CustomizeConcepts
Evaluations
Evaluations measure how well your trained model performs on held-out data. MinT supports three evaluation patterns: benchmark metrics (exact match, BLEU, custom functions), sampled completions on a test set, and LLM-as-judge scoring with a separate evaluator model.
Concept
Evaluation happens outside the training loop. You create a SamplingClient from your checkpoint, then run completions on a test set. The results are scored using:
- Exact match — Does the model's output exactly match the target? Used for tasks with deterministic answers (math, code, facts).
- Custom metric functions — User-defined scorers that compute task-specific metrics (BLEU, ROUGE, F1, task success rate).
- LLM-as-judge — A separate evaluator model scores the quality of completions. Use this for subjective tasks (helpfulness, coherence, style) where exact match doesn't apply.
All evaluation results are logged to a structured format (JSONL) for analysis and reporting.
Pattern
import mint
from mint import types
from mint.completers import TinkerMessageCompleter
# Load your trained checkpoint
service_client = mint.ServiceClient()
sampling_client = service_client.create_sampling_client_from_checkpoint(
checkpoint_name="my-model-v1"
).result()
tokenizer = sampling_client.get_tokenizer()
renderer = mint.renderers.get_renderer("qwen3", tokenizer)
# Create a message completer for evaluation
completer = TinkerMessageCompleter(sampling_client=sampling_client, renderer=renderer)
# Example test set: simple Q&A
test_examples = [
{
"question": "What is 2 + 2?",
"expected_answer": "4",
},
{
"question": "What is the capital of France?",
"expected_answer": "Paris",
},
]
# Run completions
results = []
for example in test_examples:
messages = [{"role": "user", "content": example["question"]}]
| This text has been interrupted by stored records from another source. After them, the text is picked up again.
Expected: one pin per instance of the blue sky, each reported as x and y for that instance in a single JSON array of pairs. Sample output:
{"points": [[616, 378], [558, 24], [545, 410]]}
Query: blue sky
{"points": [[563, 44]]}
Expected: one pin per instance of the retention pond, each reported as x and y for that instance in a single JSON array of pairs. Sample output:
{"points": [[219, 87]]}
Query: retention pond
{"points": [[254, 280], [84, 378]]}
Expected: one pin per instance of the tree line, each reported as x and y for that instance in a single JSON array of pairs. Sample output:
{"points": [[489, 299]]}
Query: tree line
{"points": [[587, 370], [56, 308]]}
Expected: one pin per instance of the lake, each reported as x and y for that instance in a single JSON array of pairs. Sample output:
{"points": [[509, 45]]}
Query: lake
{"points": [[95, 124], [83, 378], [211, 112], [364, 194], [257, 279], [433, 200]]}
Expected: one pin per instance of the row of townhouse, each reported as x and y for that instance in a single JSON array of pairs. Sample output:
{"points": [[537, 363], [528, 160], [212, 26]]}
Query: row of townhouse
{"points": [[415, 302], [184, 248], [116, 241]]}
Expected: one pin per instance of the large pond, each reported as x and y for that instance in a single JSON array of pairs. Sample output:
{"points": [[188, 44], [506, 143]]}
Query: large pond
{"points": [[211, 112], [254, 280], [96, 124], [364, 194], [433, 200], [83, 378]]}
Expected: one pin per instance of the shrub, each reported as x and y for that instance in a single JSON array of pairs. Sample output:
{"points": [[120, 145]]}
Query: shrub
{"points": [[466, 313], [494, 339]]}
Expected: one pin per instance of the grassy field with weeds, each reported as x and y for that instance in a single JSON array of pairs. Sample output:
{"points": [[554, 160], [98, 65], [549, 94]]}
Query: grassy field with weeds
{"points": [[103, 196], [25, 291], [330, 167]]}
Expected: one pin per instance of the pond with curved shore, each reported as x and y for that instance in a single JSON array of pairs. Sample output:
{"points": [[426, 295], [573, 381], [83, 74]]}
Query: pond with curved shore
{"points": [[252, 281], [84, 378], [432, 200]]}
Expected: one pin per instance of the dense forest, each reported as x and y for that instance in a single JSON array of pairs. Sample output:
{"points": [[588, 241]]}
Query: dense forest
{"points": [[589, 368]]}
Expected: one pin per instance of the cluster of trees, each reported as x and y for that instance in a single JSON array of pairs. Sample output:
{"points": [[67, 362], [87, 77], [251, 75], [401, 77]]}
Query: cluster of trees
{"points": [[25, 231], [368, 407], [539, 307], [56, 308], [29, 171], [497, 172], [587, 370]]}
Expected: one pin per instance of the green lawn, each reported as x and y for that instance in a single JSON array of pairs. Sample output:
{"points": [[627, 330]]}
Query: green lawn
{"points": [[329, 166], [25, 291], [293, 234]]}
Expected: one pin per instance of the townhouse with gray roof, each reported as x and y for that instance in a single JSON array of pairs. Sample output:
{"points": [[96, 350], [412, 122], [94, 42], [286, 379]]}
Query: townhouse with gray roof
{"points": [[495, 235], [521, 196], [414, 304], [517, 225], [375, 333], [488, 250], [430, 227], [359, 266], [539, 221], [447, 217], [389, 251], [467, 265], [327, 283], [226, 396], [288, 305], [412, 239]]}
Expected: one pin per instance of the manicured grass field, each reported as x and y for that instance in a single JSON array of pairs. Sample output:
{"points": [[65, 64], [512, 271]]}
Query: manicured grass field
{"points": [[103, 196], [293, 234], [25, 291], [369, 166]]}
response = completer.complete(
messages=messages,
sampling_params=types.SamplingParams(max_tokens=32, temperature=0.0),
)
# Extract the answer text
answer_text = response["content"]
is_correct = example["expected_answer"].lower() in answer_text.lower()
results.append({
"question": example["question"],
"expected": example["expected_answer"],
"predicted": answer_text,
"correct": is_correct,
})
# Compute metrics
accuracy = sum(r["correct"] for r in results) / len(results)
print(f"Accuracy: {accuracy:.2%}")
# For more complex metrics, define custom scorers
def custom_score(example, prediction):
# Example: task-specific scoring logic
return 1.0 if prediction == example["expected_answer"] else 0.0
custom_scores = [
custom_score(test_examples[i], results[i]["predicted"])
for i in range(len(results))
]
print(f"Custom metric mean: {sum(custom_scores) / len(custom_scores):.4f}")View full source: https://github.com/MindLab-Research/mint-quickstart/blob/main/concepts/evaluations.py
API Surface
| Component | Purpose | Input | Output |
|---|---|---|---|
TinkerMessageCompleter | Generate completions on test set | list[Message] | Message (response) |
SamplingClient.sample() | Token-level generation | ModelInput | SampleOutput (tokens + logprobs) |
| Custom metric functions | Score individual examples | (example, prediction) | float (score) |
| LLM-as-judge pattern | Use another model to score | (example, prediction) | Judge response |
Logging results:
- Write results to JSONL:
{"question": "...", "expected": "...", "predicted": "...", "score": ...} - Use pandas or your analysis tool to aggregate scores across the test set.
Caveats & Pitfalls
- Determinism with sampling: For fair comparisons, use
temperature=0.0during evaluation. Non-zero temperature introduces randomness, making results harder to reproduce. - Test set size: Smaller test sets (< 100 examples) give noisy metric estimates. Use larger test sets (1000+) for reliable signal.
- Metric choice: Exact match is only appropriate if your task has a single correct answer. For open-ended tasks (summarization, creative writing), use custom metrics or LLM judges.
- LLM judge bias: Judge models can have their own biases and preferences. Always validate judge scores on a hand-annotated subset before trusting them for decision-making.
- Batch evaluation: For efficiency, batch your completions using async APIs: gather multiple sampling futures before awaiting results.